Thanks for the help egd5, I first also thought that it could be problems in my monitor, but  I tried to print some photos in a friends printer and everything came out fine. But in the safe side, Is there any way to see if the problem is in my monitor ore if it is in my printer without spending money?

Thanks for the help.


----------



## soloam (Apr 21, 2008)

For example, this image was printed in my printer and came out very dark (the original version, this image was resized to fit the forum), the image in my monitor is good, not perfect, but I don't see it dark, like the photo was taken in bad lighting conditions.

Can you people that have calibrated the monitor see the photo and post back a comment to see if in your display the image dark?

Thanks For The Help


----------



## RipIt (Apr 21, 2008)

The photo is fine

Calibration of the monitor, while a useful step in the workflow, is not your problem here. The problem is that Lightroom doesnt know where the profile is for the printer.

That is assuming you have installed the printer profiles, not just the driver.

A Mac has several profiles for multiple printers located in its Library/Printers folder regardless of whether the user has those printers or not.

You can either move those profiles for the Brother printer to the User/Library/Colorsync/profiles folder or install the profiles that may have come with your printer.


Once they are in the right place Lightroom will be able to see them. The "generic" profiles on your system may get you closer, and perhaps close enough for you, but the specific profiles for your printer will be better.

The Brother website doesnt have any details regarding icc profiles




After posting I see you have a windows system so the Library/colorsync info wont help you. 

Search for brother profiles on your system.
What printer did you use to get good results (your friends)


----------



## Victoria Bampton (Apr 21, 2008)

From memory, the ICC profile path is something like c:/windows/system32/spool/drivers/color..... or something along those lines!
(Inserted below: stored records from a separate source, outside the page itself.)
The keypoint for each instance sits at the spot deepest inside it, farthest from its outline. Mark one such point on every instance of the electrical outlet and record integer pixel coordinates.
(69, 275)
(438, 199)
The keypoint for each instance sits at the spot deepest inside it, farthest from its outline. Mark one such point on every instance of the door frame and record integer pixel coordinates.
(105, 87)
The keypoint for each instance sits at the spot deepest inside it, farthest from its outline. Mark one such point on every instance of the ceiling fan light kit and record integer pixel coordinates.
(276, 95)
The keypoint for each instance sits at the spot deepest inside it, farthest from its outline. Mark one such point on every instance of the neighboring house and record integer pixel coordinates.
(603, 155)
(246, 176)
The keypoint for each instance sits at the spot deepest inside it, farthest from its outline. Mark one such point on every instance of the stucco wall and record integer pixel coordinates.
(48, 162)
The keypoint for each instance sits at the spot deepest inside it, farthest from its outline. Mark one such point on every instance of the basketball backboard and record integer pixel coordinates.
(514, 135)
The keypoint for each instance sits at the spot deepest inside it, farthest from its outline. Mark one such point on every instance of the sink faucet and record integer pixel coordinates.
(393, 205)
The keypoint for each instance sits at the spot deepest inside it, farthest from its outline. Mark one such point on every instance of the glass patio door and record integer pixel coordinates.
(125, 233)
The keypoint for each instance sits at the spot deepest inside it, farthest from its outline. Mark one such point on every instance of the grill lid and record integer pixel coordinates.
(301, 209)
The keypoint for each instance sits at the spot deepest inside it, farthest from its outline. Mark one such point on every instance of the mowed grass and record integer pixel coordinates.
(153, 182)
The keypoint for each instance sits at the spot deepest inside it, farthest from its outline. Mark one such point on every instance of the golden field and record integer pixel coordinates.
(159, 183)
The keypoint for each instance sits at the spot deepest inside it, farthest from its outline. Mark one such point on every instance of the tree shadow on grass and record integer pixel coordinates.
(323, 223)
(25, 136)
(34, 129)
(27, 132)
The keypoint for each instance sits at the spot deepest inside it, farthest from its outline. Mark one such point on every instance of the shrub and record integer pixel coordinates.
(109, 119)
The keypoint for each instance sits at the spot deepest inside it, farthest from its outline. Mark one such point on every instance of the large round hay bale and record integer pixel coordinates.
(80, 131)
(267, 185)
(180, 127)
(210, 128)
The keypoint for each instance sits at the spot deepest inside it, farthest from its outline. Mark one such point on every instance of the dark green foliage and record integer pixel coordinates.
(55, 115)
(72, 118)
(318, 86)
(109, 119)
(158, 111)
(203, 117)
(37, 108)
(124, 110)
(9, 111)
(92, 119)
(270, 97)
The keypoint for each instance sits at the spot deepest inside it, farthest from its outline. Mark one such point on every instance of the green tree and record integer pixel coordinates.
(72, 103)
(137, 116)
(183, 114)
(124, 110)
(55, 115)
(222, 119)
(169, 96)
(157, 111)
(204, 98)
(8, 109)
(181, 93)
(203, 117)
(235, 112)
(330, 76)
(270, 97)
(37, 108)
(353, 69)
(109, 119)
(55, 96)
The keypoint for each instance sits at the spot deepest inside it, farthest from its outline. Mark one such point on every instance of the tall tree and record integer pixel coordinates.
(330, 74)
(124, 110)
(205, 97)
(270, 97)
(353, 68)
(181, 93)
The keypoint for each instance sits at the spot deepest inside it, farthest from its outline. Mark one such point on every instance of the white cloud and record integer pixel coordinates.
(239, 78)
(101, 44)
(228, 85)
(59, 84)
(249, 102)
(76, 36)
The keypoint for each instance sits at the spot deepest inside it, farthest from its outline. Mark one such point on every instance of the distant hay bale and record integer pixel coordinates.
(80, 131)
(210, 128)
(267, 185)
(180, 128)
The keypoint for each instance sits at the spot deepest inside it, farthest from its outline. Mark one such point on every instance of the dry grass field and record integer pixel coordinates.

You could also try setting LR to feed sRGB data to the printer, and letting the printer manage the colours, and see if that gets you close enough.


----------



## soloam (Apr 22, 2008)

I must get the ICC profiles and put them in that folder so that LR can recognise my printer details?

Thanks For The Help


----------



## Brad Snyder (Apr 22, 2008)

Yes, that's the preferred method for best print results.


----------